Crisis management in India was overwhelmingly impressive. From evacuating its 645 citizens from Wuhan to establishing dedicated quarantine centres at various cities, from conducting thermal screening at its 21 airports to universal screening for all international foreign passengers, from isolating wards at designated hospitals to designating labs for the virus tests, everything was done promptly in response to the ensuing emergency.

All evacuated passengers were quarantined at the Indo-Tibetan Border Police (ITBP) facility at Chhawla in Delhi for 18 days before moving on. Furthermore, 11,500 people are presently under community surveillance in 34 states/ union territories and one-third in Kerala alone, where after the detection of three cases positive, almost 3252 people are under observation.

Kerala has been hailed for being in the forefront of crisis response management as it publishes daily updates about quarantine, tests and hospitalization. Patients are kept in isolation in hospitals and as results are negative and symptoms subside, they are shifted to community surveillance.

Another worth mentioning example is Australia, which evacuated its 200 plus nationals and kept them for 14 days in quarantine on the remote Christmas Island, an Australian external territory, about 2700 km from the mainland known for its immigration detention centre. Being faced with criticism for such an act, it chose to deal with an extraordinary situation with an extraordinary response.

The Pakistan government’s inaction is also on another account when they claim that the Chinese government had issued an advice that pulling out people was not safe. Almost 25 countries, rich and poor, have successfully evacuated their hundreds of nationals from Wuhan city without paying heed to such sympathetic advice. On such occasions, when safety is in peril, governments need to take decision independently as many did. People will be safe at home and not in an alien land hit by calamity itself.

Many countries including India, Bangladesh, Philippines, Sri Lanka, Malaysia, Vietnam, Singapore, US, have temporarily suspended visa facility to Chinese nationals with complete travel restrictions in wake of Covid-19 to prohibit the spread of disease. Pakistan on the other hand resumed travel operations to and from China after suspending flight operations for three days in stark contrast to the ground realties – and simultaneously raising a number of questions.

One may wonder how Pakistan is now well equipped to properly screen, test and treat the suspected cases in the wake of lifting the travel ban from China when it is poorly equipped to treat its evacuated nationals.

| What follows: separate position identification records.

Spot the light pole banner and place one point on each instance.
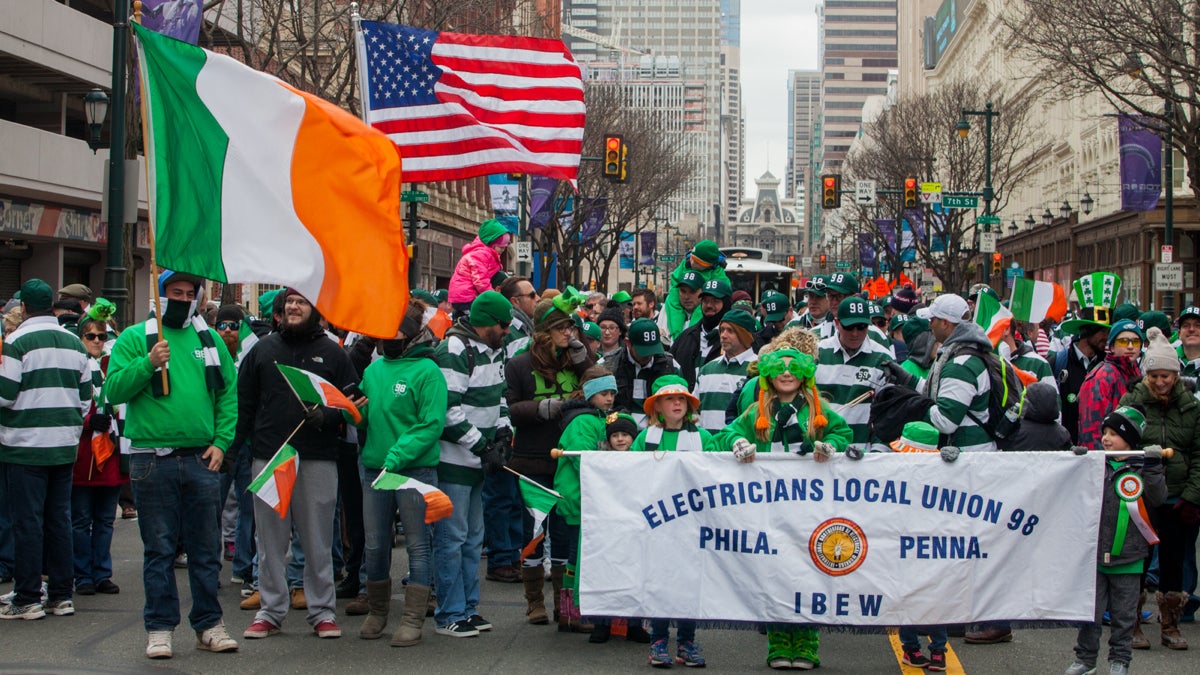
(1141, 163)
(893, 539)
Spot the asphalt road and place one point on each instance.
(106, 635)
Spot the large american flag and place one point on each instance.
(461, 106)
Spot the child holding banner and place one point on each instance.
(789, 417)
(671, 412)
(1126, 536)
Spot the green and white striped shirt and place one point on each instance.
(718, 382)
(475, 402)
(46, 388)
(843, 377)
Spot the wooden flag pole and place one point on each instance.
(145, 148)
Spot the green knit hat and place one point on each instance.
(36, 296)
(490, 309)
(491, 230)
(917, 437)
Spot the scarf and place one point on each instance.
(213, 377)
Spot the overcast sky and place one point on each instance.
(777, 36)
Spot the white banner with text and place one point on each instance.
(893, 539)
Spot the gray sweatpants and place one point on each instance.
(1117, 595)
(312, 505)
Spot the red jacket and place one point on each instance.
(1099, 394)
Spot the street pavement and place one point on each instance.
(106, 635)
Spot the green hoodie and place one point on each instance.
(585, 432)
(405, 395)
(191, 416)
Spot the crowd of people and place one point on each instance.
(185, 410)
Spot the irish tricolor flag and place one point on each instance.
(1036, 300)
(993, 316)
(275, 483)
(437, 503)
(316, 390)
(252, 180)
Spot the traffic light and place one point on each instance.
(831, 195)
(910, 192)
(612, 145)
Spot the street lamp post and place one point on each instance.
(115, 274)
(964, 129)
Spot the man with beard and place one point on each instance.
(700, 344)
(268, 413)
(179, 438)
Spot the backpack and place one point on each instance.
(1006, 400)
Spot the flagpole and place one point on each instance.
(145, 150)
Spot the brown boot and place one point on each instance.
(556, 583)
(378, 599)
(534, 581)
(415, 601)
(1140, 641)
(1170, 607)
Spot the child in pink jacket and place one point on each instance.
(479, 268)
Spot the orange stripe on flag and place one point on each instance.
(365, 284)
(285, 482)
(336, 399)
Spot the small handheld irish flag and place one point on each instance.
(313, 389)
(275, 483)
(539, 500)
(437, 503)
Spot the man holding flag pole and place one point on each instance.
(178, 446)
(280, 424)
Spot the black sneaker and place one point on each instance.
(479, 623)
(457, 629)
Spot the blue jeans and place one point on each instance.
(6, 554)
(179, 502)
(457, 547)
(379, 508)
(40, 502)
(503, 519)
(910, 637)
(93, 512)
(660, 629)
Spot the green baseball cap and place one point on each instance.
(853, 311)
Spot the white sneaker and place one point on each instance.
(159, 644)
(215, 639)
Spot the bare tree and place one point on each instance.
(658, 168)
(1141, 55)
(916, 137)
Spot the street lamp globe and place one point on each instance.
(1086, 202)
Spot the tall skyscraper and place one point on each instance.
(857, 48)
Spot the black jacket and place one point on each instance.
(268, 408)
(1039, 428)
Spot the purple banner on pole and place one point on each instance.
(175, 18)
(597, 210)
(541, 190)
(865, 249)
(1141, 165)
(649, 239)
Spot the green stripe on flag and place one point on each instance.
(537, 496)
(286, 454)
(187, 151)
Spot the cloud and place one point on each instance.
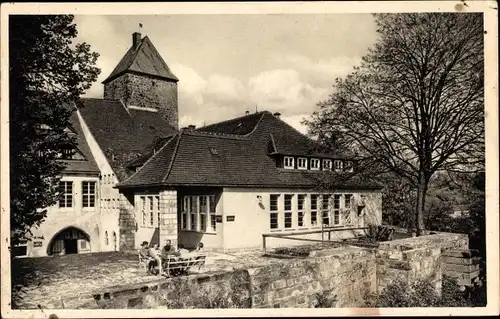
(225, 89)
(295, 122)
(322, 72)
(283, 90)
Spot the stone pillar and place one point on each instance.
(168, 217)
(127, 224)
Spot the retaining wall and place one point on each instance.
(340, 277)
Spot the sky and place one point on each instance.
(229, 64)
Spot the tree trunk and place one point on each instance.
(421, 192)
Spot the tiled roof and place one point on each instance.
(87, 165)
(123, 134)
(238, 126)
(143, 60)
(211, 157)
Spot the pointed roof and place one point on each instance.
(146, 60)
(122, 133)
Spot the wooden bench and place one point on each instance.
(173, 266)
(143, 261)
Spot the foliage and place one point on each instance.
(415, 104)
(325, 299)
(47, 71)
(423, 294)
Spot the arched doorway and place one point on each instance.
(70, 240)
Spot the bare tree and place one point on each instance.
(415, 104)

The situation has simmered and moved away from being a health issue. It is a humanitarian issue and the lives of hundreds of our nationals are at stake. The government must allow immediate repatriation of citizens through special chartered fights and set up the necessary quarantine protocols besides temporary suspension of flights to and from China like many countries.

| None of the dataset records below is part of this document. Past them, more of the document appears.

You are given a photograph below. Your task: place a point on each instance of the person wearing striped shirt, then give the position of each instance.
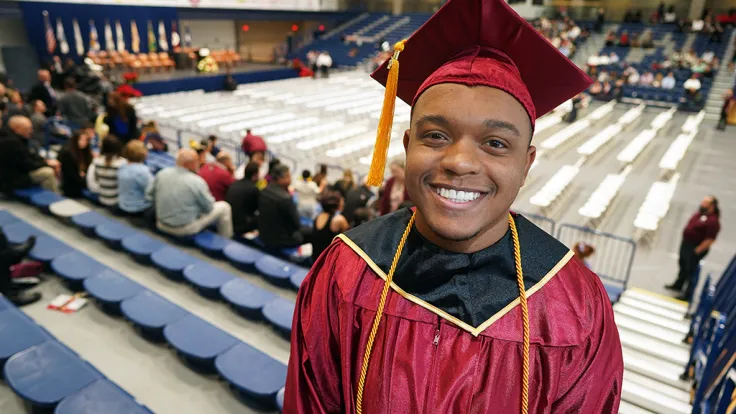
(102, 176)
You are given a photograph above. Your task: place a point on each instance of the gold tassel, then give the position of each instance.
(385, 122)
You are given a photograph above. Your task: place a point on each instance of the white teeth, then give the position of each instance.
(457, 196)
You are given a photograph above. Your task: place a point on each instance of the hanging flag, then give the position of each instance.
(109, 41)
(63, 45)
(163, 43)
(135, 39)
(175, 39)
(187, 37)
(120, 37)
(94, 44)
(78, 42)
(151, 38)
(50, 39)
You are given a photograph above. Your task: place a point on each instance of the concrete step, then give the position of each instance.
(653, 309)
(651, 346)
(654, 368)
(656, 397)
(628, 408)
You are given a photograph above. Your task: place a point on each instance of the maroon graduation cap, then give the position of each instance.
(475, 43)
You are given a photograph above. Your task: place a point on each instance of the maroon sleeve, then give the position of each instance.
(594, 385)
(313, 383)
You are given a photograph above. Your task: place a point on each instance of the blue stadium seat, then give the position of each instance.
(277, 271)
(141, 246)
(47, 249)
(20, 231)
(198, 341)
(44, 199)
(7, 218)
(151, 313)
(252, 373)
(26, 193)
(102, 396)
(172, 261)
(242, 256)
(246, 298)
(280, 312)
(110, 288)
(207, 279)
(75, 266)
(47, 373)
(19, 333)
(113, 232)
(88, 221)
(211, 243)
(298, 277)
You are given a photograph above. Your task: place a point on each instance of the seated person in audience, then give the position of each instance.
(102, 175)
(184, 205)
(10, 256)
(20, 164)
(646, 79)
(74, 105)
(219, 175)
(278, 220)
(75, 158)
(243, 199)
(134, 178)
(121, 118)
(668, 82)
(306, 192)
(329, 223)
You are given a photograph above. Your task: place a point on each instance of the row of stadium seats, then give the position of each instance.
(48, 375)
(251, 373)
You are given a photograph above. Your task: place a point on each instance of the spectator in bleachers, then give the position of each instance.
(75, 158)
(668, 82)
(102, 175)
(329, 223)
(346, 183)
(121, 118)
(278, 219)
(697, 238)
(133, 180)
(20, 164)
(74, 105)
(219, 175)
(306, 192)
(243, 199)
(394, 190)
(184, 205)
(44, 92)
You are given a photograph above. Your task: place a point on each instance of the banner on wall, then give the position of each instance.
(293, 5)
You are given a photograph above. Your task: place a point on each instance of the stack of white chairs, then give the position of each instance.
(599, 202)
(656, 205)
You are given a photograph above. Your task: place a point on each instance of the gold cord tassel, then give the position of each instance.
(385, 122)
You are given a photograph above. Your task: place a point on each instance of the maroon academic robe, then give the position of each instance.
(425, 360)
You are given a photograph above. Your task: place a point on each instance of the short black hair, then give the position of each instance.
(251, 169)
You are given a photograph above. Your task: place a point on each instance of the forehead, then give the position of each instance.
(472, 104)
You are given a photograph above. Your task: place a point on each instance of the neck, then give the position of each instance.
(483, 239)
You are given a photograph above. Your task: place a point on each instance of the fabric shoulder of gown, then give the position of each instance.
(424, 361)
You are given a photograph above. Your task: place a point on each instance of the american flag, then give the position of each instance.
(50, 38)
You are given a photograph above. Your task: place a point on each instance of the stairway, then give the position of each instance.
(651, 328)
(724, 80)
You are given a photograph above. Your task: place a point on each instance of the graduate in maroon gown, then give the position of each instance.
(458, 305)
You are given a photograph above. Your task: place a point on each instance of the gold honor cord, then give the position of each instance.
(382, 303)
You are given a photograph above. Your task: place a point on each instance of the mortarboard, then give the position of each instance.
(475, 43)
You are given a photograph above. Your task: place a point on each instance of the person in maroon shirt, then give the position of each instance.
(219, 175)
(698, 236)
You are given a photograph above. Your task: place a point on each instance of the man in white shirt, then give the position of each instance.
(668, 82)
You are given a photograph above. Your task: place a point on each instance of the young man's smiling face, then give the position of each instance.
(467, 155)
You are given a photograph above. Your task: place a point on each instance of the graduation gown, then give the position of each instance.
(450, 340)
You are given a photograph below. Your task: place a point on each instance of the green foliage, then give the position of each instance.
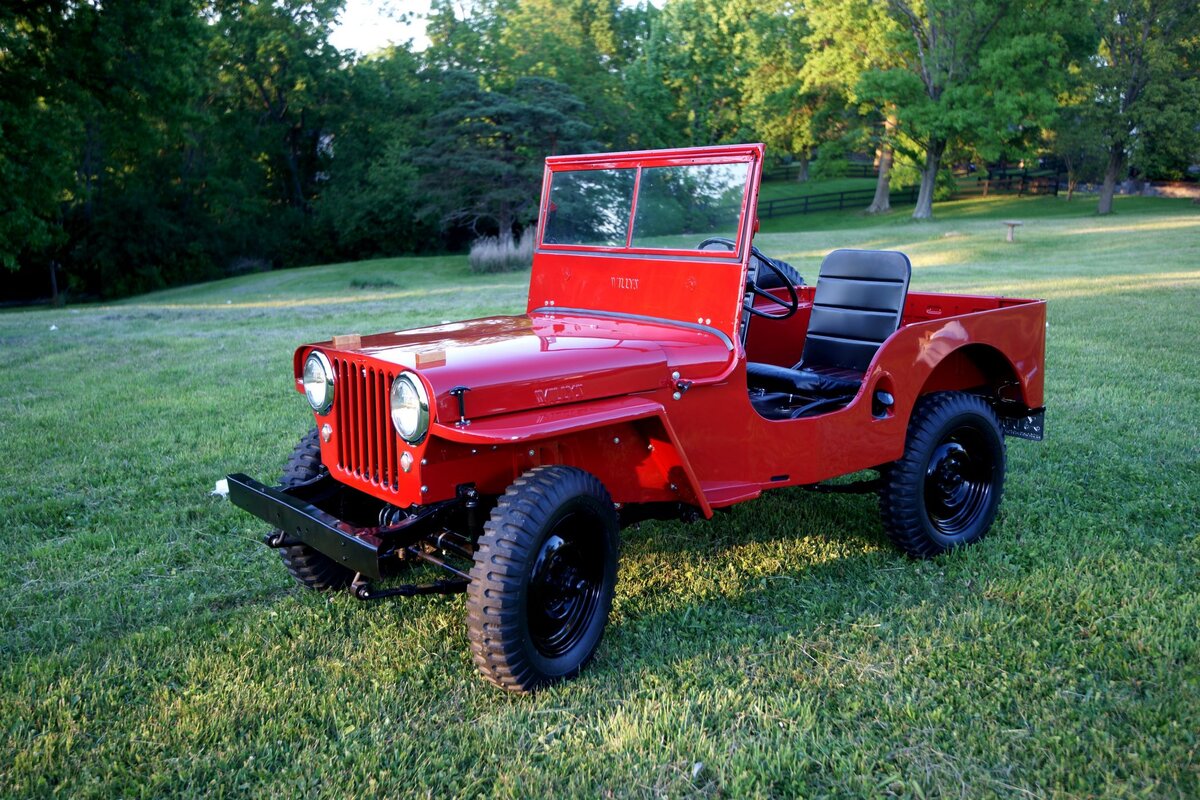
(1144, 86)
(151, 647)
(151, 144)
(481, 164)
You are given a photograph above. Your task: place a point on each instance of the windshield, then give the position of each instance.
(676, 208)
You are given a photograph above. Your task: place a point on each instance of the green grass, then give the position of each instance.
(153, 648)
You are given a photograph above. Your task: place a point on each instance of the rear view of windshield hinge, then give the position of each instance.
(461, 394)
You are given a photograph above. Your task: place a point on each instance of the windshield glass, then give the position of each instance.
(591, 208)
(677, 206)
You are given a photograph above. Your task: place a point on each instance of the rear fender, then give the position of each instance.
(977, 367)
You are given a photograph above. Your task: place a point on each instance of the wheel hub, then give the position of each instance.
(958, 486)
(564, 589)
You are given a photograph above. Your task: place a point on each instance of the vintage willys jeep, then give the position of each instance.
(664, 367)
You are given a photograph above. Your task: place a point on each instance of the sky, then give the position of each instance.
(366, 25)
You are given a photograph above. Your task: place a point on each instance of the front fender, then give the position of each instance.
(625, 441)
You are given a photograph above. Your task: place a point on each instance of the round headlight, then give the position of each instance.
(409, 408)
(318, 382)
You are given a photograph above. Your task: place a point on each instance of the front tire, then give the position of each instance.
(947, 487)
(544, 577)
(311, 569)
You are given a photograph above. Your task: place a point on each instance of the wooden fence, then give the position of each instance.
(859, 199)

China built hospitals overnight to manage the outbreak whereas other countries have virtually declared it a health emergency and enacted stupendous measures to deal with the crisis. We should not overlook the plight of our citizens and leave them at the mercy of our friendly neighbour country which is in a terrible crisis itself.

The writer holds an LLM degree in international economic law from the University of Warwick.